Adam atom

Today’s Bizarro plays on Adam vs. atom and on the ambiguity of bomb:

(If you’re puzzled by the odd symbols in the cartoon — Dan Piraro says there are 11 in this strip — see this Page.)

The sentence Adam bombs, with intransitive bomb ‘fail miserably’ — hey, it’s a really tough audience — in the pres. 3sg. vs. the (plural) compound N atom bombs.

Adam and atom are phonetically close for English speakers in general, but for most American speakers, they’re homophones, thanks to the “flapping” of the alveolar consonants t and d between an accented vowel and an unaccented one (as in atom and Adam).

Then the intransitive verb bomb; from NOAD:

verb bomb: 3 [no object] informal (of a movie, play, or other event) fail miserably: a big-budget movie that bombed at the box office | he bombed out at several tournaments.

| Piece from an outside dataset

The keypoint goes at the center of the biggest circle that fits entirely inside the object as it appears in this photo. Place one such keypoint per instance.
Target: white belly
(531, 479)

Opposite to this bomb is the intransitive verb kill — it’s all very military in the performance world — as in my 6/25/18 posting “Midsummer cartoons”, treating transitive kill ‘to do or perform (something) impressively or conclusively’ and intransitive kill ‘perform very impressively, succeed absolutely’.

Note that the cartoon turns on an ambiguity, but actually illustrates only one of the senses (in which Adam is bombing at stand-up; there are no atom bombs on the horizon); especially clever ambiguity-based cartoons manage to allude visually to both senses.